I was getting pretty pissed and Kyle was ahead of me. Without realizing it, I’d loosened the safety strap on my right gun where Despain couldn’t see my hand.

“Stand straight and turn toward me, boy!” the Sheriff snapped. I did as ordered. I wanted to be in this position anyway. I now had my hand and my gun where I needed them. “Drop them gun belts!” I wore a gun on each hip, but each had its own belt. As a result, I could loosen my left gun and still have the right ready to draw. I kept watch on Despain as I felt the buckle loosen. I saw his eyes flick to the side as I tossed the belt to my left. My right flashed to my side and I fired before my mind had caught up with the action. I felt the sting in my gut. The Sheriff was falling backward, a hole in his chest as I was falling forward with my guts spilling out.

“I’m sorry, Kyle,” I whispered. “It wasn’t supposed to be like this.”

Laramie ran from her cover with my Winchester and put another round in the Sheriff’s head before she knelt beside me.

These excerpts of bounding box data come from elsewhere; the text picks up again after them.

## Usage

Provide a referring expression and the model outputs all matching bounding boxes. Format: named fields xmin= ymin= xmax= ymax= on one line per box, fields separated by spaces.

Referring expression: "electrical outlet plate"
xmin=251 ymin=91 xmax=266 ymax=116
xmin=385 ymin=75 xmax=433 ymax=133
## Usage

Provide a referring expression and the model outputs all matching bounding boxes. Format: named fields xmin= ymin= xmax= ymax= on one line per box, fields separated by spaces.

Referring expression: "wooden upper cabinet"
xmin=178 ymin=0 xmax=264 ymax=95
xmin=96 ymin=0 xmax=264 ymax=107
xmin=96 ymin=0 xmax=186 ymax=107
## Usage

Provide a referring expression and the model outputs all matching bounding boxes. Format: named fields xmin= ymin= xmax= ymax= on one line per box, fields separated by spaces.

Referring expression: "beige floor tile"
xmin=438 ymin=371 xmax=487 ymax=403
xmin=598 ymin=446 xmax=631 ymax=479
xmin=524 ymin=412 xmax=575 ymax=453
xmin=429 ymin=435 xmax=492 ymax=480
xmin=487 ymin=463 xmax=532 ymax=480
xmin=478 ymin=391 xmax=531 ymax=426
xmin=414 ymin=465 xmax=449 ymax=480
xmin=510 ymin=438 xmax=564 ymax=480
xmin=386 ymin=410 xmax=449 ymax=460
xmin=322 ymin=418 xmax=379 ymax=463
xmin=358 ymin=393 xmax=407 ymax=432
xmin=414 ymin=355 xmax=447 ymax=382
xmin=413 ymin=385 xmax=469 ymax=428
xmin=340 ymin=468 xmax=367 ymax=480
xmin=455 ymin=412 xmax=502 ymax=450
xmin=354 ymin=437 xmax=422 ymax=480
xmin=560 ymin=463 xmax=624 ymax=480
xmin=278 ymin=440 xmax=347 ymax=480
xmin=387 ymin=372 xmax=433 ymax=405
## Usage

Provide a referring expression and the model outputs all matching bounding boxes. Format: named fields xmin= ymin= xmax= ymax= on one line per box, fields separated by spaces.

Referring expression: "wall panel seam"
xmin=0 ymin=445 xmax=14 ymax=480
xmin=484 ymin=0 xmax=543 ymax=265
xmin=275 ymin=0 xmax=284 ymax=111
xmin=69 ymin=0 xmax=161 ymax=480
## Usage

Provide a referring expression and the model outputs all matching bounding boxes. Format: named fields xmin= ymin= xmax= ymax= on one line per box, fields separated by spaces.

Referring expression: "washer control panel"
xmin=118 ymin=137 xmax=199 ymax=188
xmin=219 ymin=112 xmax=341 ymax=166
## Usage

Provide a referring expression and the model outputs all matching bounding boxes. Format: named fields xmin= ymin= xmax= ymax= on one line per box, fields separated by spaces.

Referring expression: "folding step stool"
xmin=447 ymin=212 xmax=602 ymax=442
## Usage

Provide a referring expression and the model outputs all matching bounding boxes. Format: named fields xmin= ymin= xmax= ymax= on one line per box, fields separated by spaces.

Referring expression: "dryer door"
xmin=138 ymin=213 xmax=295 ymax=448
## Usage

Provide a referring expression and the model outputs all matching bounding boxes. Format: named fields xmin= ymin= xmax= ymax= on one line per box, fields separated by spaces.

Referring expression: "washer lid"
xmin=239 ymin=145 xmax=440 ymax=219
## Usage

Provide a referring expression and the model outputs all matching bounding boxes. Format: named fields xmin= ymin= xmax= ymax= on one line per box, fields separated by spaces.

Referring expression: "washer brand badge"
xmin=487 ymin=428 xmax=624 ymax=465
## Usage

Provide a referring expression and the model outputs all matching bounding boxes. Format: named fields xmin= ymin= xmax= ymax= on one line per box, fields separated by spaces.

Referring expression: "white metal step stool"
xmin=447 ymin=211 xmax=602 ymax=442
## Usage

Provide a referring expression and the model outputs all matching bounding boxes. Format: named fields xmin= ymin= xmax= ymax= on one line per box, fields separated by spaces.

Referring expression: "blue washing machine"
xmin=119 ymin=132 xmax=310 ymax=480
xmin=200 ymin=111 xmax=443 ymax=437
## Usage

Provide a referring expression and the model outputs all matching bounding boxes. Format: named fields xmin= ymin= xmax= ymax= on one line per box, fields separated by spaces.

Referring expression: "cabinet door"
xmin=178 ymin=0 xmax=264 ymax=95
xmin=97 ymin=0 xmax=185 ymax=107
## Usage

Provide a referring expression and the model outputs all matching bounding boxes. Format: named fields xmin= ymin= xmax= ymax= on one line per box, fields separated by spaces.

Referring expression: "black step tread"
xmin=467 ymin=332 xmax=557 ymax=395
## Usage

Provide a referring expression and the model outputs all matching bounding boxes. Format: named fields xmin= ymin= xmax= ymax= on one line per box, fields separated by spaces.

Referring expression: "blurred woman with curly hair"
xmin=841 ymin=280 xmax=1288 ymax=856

I was fading fast.

“Kyle. Kyle, don’t die. I need you, Kyle,” she cried as she held me.

“Honey, listen. I ain’t got much time. I love you. I love you, but you gotta drag that son-of-a-bitch back into the farthest corner of the cave. His saddle, too. Set his horse free on the back range. I showed you where all this treasure has to go. You gotta take it there and never let anybody know about it. Do that for me Laramie honey. Our children and grandchildren depend on it. I love you.”

“Don’t go Kyle. I love you. I love you.”

I didn’t know what happened if you were time-traveling and your host died. The old prospector hadn’t known either. It looked like I was about to find out. I found myself pulling away from Kyle’s body and heard his voice one more time.